特定技能ビザで外国人材を雇用した成功事例

2019年に特定技能ビザが新設されて以降、貴重な戦力として外国人材を雇用する企業がますます増えてきています。しかし、外国人材を雇用したことがない企業の方にとっては受け入れに対する不安も大きいのではないでしょうか。

そこで、本記事は実際に特定技能ビザの外国人材を雇用している企業の声、採用に関する工夫や受け入れ後のサポートなどをご紹介していきたいと思います。

なお、今回参照したデータは製造業における事例ですが、業種に関係なく参考になりそうなものをピックアップしています。

技能実習生から特定技能に移行した場合のメリット

  • 技能実習生からの移行の場合は、習得した技術を活かして働いてもらうことができる。
  • 自社内で技能実習から特定技能1号に移行した事例が生まれたことで、他の技能実習生にとってもモチベーションになり、実習により積極的に取り組むようになった。

採用に関する工夫

  • 外国人については、国籍に偏りがない方が日本語が上達するので、国籍にこだわりはなく受け入れている。
  • 受入れ前に本人と家族に必ず会い、日本で働く年数等、当面の見通しについて話し合う。受入後も継続して家族と交流している。仕事を長く続けるためには家族の理解が不可欠である。
  • 特定技能1号として受け入れるにあたっては、本人の保護者にも会いに行き、お子さんがこれから最長5年間、日本で働くことについての意思確認と同意の場を持つようにしている。

仕事のモチベーションを上げるための工夫

  • 日本人も外国人も分け隔てなく評価し、外国人社員にリーダーも任せている。
  • 管理者登用を見据えて、現場の技能実習生に対して指導する役割を担わせている。
  • N3レベル以上の外国人社員には新しく入ってきた同じ国の社員のフォローや作業手順の説明をしてもらい、手当をつけている。
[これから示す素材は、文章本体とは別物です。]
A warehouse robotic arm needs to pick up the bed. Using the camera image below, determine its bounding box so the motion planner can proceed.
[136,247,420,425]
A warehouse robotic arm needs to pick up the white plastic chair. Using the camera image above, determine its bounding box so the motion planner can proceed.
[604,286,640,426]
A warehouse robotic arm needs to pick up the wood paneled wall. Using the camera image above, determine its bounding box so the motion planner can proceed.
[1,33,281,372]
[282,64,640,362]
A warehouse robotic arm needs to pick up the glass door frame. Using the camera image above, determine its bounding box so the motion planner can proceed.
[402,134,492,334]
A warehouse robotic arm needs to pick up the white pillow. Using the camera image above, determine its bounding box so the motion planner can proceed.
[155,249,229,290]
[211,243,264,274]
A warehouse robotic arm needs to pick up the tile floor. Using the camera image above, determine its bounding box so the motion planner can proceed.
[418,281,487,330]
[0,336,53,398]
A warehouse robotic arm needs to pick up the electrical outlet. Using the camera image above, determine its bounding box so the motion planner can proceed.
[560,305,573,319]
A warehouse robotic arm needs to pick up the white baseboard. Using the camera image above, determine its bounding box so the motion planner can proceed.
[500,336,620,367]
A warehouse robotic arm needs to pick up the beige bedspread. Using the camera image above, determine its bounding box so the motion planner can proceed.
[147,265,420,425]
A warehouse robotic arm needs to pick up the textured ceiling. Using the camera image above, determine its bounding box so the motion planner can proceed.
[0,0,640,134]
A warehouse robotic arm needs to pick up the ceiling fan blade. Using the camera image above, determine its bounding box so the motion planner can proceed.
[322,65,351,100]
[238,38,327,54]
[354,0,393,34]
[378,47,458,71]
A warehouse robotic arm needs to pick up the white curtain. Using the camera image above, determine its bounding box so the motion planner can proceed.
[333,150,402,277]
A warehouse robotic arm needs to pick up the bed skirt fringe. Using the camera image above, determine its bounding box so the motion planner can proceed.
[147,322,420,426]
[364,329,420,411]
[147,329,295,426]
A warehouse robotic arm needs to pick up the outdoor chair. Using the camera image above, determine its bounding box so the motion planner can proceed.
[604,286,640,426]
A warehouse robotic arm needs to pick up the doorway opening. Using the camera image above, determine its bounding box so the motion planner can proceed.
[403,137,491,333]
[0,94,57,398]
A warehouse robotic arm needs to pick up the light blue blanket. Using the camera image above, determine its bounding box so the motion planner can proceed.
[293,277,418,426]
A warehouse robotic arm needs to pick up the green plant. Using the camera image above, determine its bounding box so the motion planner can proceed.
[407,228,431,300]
また、N3以上に合格している人には、レベルに応じて寮費を割引している。
  • 登録支援機関を利用せず自社で支援をすることで費用が節約でき、その分社員達の昇給や賞与に充てることができている。

日本語学習や資格取得等のサポート

  • 最初に日本語教育を徹底的にすることを大事にしている。日本語がわかれば、仕事もしっかりしてくれるし、生活面も自分たちで対応できる。
  • 日本語の学習のために必要な教材は会社で購入することにしている。
  • 資格取得のための勉強時間確保や費用負担をしている。
  • 車やバイクの免許を取りたい人にはフォローを行ったり、通信制の大学で学ぶことを希望している人には特別休暇や学費の一部負担をしたりするなど、できるだけ希望を叶えられるようにしている。
  • 資格取得支援に力を入れている。日本語能力試験に合格した場合に手当をつけたり、受験費用を負担したりしている。受験費用については、 モチベーションを高めるため、合格の場合は会社が全額負担、不合格 の場合は半額負担としている。
  • 毎週土曜日に社内で日本語教室を実施。日本語能力検定や理解力を考課に入れたことで、日本語を勉強する特定技能外国人が増えた。
  • 日本語能力試験は会社負担で受けさせている。N2を最終目標にしており、全員N3・N4を持っている。

コミュニケーションを密にする工夫

  • 職場で交流会を開催したり、地域のお祭りなどのイベントに参加を促したりしている。
  • 個室の社宅で共同生活を行い、技能実習生や特定技能の社員達が生活面で教え合って仲良く暮らしている。
  • 母国のお祭りの時期に合わせ、小旅行やBBQなどを企画して交流している。
  • 月1回、外国人労働者とミーティングの機会を設けている。
  • 年1回、従業員と家族が集まるイベントを開催している。そこで国の料理も作ってふるまってもらっている。
  • 社内交流について、コロナ以前は、忘年会やスポーツ大会などをしていた。現在は、代わりに毎月社内報を発行し、社員の頑張っている姿やプライベート、外国人の母国紹介などを掲載し、社内の交流を進めている。

その他のサポート

  • 登録支援機関とも連携をとり、外国人社員が抱えている困りごとをいち早くキャッチし解決していくことで風通しの良い職場環境が維持できるようにしている。
  • 特定技能外国人材・技能実習生のあらゆる作業に関わる資料について、ベトナム語を併記している。また、技能実習生への職務指導は、 日本語水準を考慮しながら、日本人社員が日本語で指導している。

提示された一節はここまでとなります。